Ein Jahr nach der Ermordung George Floyds gibt es weitere tödliche Vorfälle – Biden trifft Hinterbliebene

Washington – Als gestern US-Präsident Joe Biden die Familie des getöteten Afro-Amerikaners George Floyd im Weißen Haus empfing, rückten jene Bilder wieder in den Vordergrund, die vor einem Jahr weit über die USA hinaus die Menschen erschüttert hatten. Floyd fleht in Polizeigewalt immer wieder um sein Leben. „Ich kann nicht atmen“, bettelt er in Minneapolis die vier Cops an, von denen einer, Derek Chauvin, sein Knie auf Floyds Hals drückt. Inzwischen ist Chauvin von einem Gericht des Mordes zweiten Grades schuldig gesprochen worden.

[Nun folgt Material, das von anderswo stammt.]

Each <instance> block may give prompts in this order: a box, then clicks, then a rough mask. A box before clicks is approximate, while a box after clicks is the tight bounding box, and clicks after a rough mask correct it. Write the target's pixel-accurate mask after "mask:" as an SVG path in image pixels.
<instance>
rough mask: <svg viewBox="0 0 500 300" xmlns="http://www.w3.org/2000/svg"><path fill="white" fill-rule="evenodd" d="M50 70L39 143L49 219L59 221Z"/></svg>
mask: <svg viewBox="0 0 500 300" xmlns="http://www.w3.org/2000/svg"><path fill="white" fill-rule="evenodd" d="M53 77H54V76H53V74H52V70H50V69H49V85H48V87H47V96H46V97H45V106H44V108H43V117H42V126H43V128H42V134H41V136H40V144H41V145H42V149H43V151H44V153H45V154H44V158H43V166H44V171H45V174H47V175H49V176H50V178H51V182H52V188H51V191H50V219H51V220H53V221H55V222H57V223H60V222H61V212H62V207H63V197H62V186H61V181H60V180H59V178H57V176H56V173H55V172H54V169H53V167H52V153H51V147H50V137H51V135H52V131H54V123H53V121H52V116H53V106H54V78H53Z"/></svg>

Was hat sich seit der Tötung Floyds verändert? Zunächst einmal zeigen Zahlen eine ernüchternde Realität: Rund 1200 Personen sind in den letzten 12 Monaten öffentlichen Datenbanken zufolge durch Polizeieinsätze ums Leben gekommen – eine Zahl, die in etwa dem statistischen Durchschnitt für die jährlich durch Cops getöteten Menschen entspricht. Das heißt: Trotz der enormen Negativ-Schlagzeilen und der verstärkt geführten Debatte zum Verhalten der Ordnungshüter greifen diese scheinbar unbeirrt weiter zur Dienstwaffe. Knapp die Hälfte aller Getöteten waren Weiße. Schwarze machten rund 27 Prozent der Polizei-Opfer aus, obwohl sie nur 13 Prozent der Gesamtbevölkerung darstellen. Bürger lateinamerikanischer Herkunft folgen mit 21 Prozent, ihr Bevölkerungsanteil beträgt 17 Prozent. Während der Tod von Schwarzen und Latinos in der Regel durch Bürgerrechtsbewegungen und Medien kritisch hinterfragt wird, bleibt eine solche Diskussion bei weißen Opfern oft aus.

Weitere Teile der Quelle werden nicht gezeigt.